2.8K 417 25
                                    

"Dasar anak penyihir!"

Bebatuan berukuran kecil hingga sedang dihujamkan pada anak lelaki itu. Sudah cukup lama anak itu meringkuk melindungi tubuhnya. Memar dan luka terpapar jelas di permukaan kulitnya yang kusam. Mau seberapa keras ia berusaha menjelaskan, para penduduk tak akan mengubah persepsi mereka yang menganggapnya sebagai anak penyihir yang mengerikan. Tatapan benci juga pandangan menjijikan serta cibiran yang mencemooh diterimanya hampir setiap hari. Terkadang, jika ia tidak beruntung, anak-anak seusianya akan melempari bebatuan maupun kerikil dan mengolok-oloknya seperti saat ini. Tak ada yang menolong, tak ada yang bisa ia perbuat.

"Hentikan!!"

Satu suara diikuti munculnya sosok anak lelaki lainnya dari balik pohon menghentikan keadaan. Dengan berani ia melangkah dan menghentak, berdiri membelakangi si 'anak penyihir' dan merentangkan tangan lebar-lebar. Wajah bulatnya yang manis membuat mimik seperti orang yang sedang marah, tidak benar-benar menyeramkan memang, tapi keberadaannya berhasil membuat tiga anak pelempar batu itu melangkah mundur sebelum berlari menjauh.

Anak manis itu berbalik, menatap kasihan pada tubuh meringkuk yang gemetar ketakutan di atas tanah. Ia berjongkok, mengusap kepala anak itu perlahan. Ajaran sang ibu setiap kali ia merasa kesakitan.

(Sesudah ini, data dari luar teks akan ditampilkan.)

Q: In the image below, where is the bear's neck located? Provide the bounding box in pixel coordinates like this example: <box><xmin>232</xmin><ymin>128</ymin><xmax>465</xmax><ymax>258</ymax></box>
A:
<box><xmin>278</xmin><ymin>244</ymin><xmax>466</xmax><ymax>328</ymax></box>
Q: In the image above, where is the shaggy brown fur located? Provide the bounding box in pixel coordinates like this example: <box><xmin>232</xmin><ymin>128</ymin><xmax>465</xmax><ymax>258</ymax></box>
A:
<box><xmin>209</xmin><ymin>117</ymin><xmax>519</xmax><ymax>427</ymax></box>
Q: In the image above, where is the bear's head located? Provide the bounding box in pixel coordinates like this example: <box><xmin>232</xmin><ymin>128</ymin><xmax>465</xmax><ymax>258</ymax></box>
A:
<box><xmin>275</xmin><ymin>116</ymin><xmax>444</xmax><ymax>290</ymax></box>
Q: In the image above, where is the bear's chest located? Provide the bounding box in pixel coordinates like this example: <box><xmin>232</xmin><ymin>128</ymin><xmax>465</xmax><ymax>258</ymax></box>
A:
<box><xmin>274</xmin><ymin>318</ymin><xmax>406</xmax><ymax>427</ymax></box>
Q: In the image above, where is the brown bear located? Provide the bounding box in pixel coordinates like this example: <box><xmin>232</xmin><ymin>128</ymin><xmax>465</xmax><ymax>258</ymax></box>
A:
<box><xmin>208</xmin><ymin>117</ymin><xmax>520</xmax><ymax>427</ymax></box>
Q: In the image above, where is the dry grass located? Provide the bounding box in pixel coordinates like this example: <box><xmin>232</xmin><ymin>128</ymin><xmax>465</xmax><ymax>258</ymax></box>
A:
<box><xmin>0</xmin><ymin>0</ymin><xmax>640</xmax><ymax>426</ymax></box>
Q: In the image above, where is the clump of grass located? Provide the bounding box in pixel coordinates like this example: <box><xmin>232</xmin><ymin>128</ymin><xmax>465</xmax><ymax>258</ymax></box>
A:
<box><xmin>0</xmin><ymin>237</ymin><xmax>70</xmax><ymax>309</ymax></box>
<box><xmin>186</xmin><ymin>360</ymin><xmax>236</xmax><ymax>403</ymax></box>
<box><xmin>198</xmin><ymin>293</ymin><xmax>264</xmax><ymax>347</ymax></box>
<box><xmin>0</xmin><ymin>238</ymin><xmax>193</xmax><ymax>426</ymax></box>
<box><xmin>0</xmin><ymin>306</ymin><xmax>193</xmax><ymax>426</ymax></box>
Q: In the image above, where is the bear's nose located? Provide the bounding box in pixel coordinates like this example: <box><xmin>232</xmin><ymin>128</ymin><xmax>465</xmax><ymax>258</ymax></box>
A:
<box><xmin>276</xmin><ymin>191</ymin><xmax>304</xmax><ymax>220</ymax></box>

"Tenanglah, mereka tidak akan mengganggumu lagi,"

Anak berpenampilan kumal itu menatapnya lurus. Tentu saja tak ada yang berani melawan keturunan kepala desa yang dijunjung tinggi.

"Kau bisa berteman denganku kalau mau,"
Suara lembut yang diiringi senyum tulus itu membuat parasnya semakin manis. Debaran halus dirasakannya, menjalar hangat ke seluruh tubuhnya yang penuh luka. Tidak pernah ada seorangpun yang melakukan ini terhadapnya, bahkan kedua orang tuanya sendiri.

Diliriknya tangan kecil yang terulur untuknya, menunggu untuk saling berjabat sebagai bentuk awal persahabatan mereka. Anak manis ini mengajukan sebuah hubungan dengannya, bolehkah ia berharap? Ia ingin punya teman, ia ingin memiliki seseorang di sampingnya, ia ingin sebuah ikatan...

Gemetar ia menyambut uluran tangan itu. Jantungnya semakin berdegup cepat dan dalam hati ia berharap bahwa suaranya tidak terdengar. Ia tidak ingin anak ini menganggapnya aneh dan membatalkan ikatan mereka lalu menjauh. Ia tidak mau...
"Namaku Oon,"

"N-Namaku....,"

.

.

.

.

.

"Mungkin ia perokok akut," Em mencoba mencari alasan yang memungkinkan untuk keadaan organ subjek yang terlihat hangus terbakar.

"Ya, kalau ia menghabiskan sepuluh batang rokok perhari dalam tiga puluh tahun hidupnya,"

"Umurnya baru memasuki kepala dua, kecuali kalau memang ia merokok sejak lahir! Dan tidak hanya paru-paru, tapi organ dalam yang lain pun menghitam seperti itu,"

Kepala Arthit berkedut pening. Ia lalu memutuskan pembuluh vena dan membawa jantung subjek keluar rongga tubuh, ada yang salah pada organ ini, ada banyak bekas sayat yang melintang di perikardium.

"Bekas operasi?"

Arthit menggeleng saat ditanya Em. Ia menunjuk bagian terluar organ organ lainnya. Meskipun warnanya hitam, luka sayat ini dapat dilihat dengan jelas. Melintang tak beraturan seperti garis-garis tipis berukuran kecil.